Page MenuHomePhabricator

How to identify affiliation of indexed GitLab accounts
Open, LowPublic

Description

Split from T306769:

Indexing GitLab data in Perceval does not index email addresses, probably because that's non-public PII which would require auth and specific permissions before being able to pull via the GitLab API.

So what we get in the DB is only a random username without any further info:

"1234567890abcdef1234567890abcdef12345678": {
    "enrollments": [],
    "identities": [
        {
            "email": null,
            "id": "1234567890abcdef1234567890abcdef12345678",
            "name": "SomeName",
            "source": "gitlab",
            "username": "someusername",
            "uuid": "1234567890abcdef1234567890abcdef12345678"
        }
    ]
}

That means in contrast to Gerrit there is nothing that would allow identifying staff or non-volunteer GitLab accounts, as we only have a random username.

This will mean that our affiliation stats will become more incorrect.

Event Timeline

Would love to have input from folks who better know GitLab here.

Currently in Bitergia's Hatstall I only see: Name - email - Username - Source and email is always empty when Source is gitlab. So I literally only see some username and nothing else, and that does not allow me to make any judgment on affiliation.

Thus any Organization data on e.g. https://wikimedia.biterg.io/app/kibana#/dashboard/b2218fd0-bc11-11e8-8aac-ef7fd4d8cbad will get more and more wrong.

My first thought here is that username is always LDAP / CAS uid, which maps both to email and to groups that might indicate affiliation. I'm not sure how helpful that is.

Thanks. That means that I could at least run manual checks on https://ldap.toolforge.org/user/username (replace username) which lists email addresses and group membership (such as wmf).
Documented in https://www.mediawiki.org/w/index.php?title=User%3AAKlapper_%28WMF%29%2FBitergia_data_quality_queries&type=revision&diff=5215055&oldid=5205848

Aklapper lowered the priority of this task from Medium to Low.Feb 5 2025, 5:36 PM

Thanks.
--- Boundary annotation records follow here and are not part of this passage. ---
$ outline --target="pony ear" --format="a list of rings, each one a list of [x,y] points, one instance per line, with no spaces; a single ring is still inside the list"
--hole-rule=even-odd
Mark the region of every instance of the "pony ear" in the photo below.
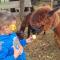
[[[53,10],[49,11],[48,16],[51,17],[58,9],[59,9],[59,7],[54,8]]]

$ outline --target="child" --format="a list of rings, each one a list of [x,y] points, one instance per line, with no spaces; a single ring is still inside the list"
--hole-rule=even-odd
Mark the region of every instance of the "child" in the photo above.
[[[16,33],[9,27],[9,20],[14,19],[11,15],[0,13],[0,60],[25,60],[23,47]]]

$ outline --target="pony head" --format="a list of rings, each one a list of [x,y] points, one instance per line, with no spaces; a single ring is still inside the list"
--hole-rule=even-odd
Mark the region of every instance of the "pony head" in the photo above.
[[[54,24],[56,19],[55,12],[59,8],[51,9],[49,7],[41,7],[34,11],[30,18],[30,26],[33,31],[42,32],[49,30]]]

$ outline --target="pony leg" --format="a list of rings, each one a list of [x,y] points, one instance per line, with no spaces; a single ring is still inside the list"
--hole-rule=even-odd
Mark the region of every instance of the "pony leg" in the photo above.
[[[30,27],[28,26],[28,37],[30,36]]]
[[[60,38],[55,33],[54,33],[54,39],[55,39],[55,42],[56,42],[57,46],[60,48]]]

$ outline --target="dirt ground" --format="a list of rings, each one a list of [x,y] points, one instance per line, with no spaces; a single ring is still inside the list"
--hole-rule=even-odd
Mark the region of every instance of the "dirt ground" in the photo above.
[[[27,60],[60,60],[60,49],[54,40],[54,32],[37,35],[37,39],[25,47]]]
That means that I could at least run manual checks on https://ldap.toolforge.org/user/username (replace username) which lists email addresses and group membership (such as wmf).

@Aklapper Is there a schema for that upstream hatstall lookup that we could populate via traversal of the backing LDAP directory that holds our Developer accounts? I'm wondering if we could build an easier to use ETL pipeline for you. Theoretically we could even do work to add custom schema elements in our Developer account LDAP to track things like "affiliation" if they are a generally useful concept for developer experience metrics that can also be publicly documented.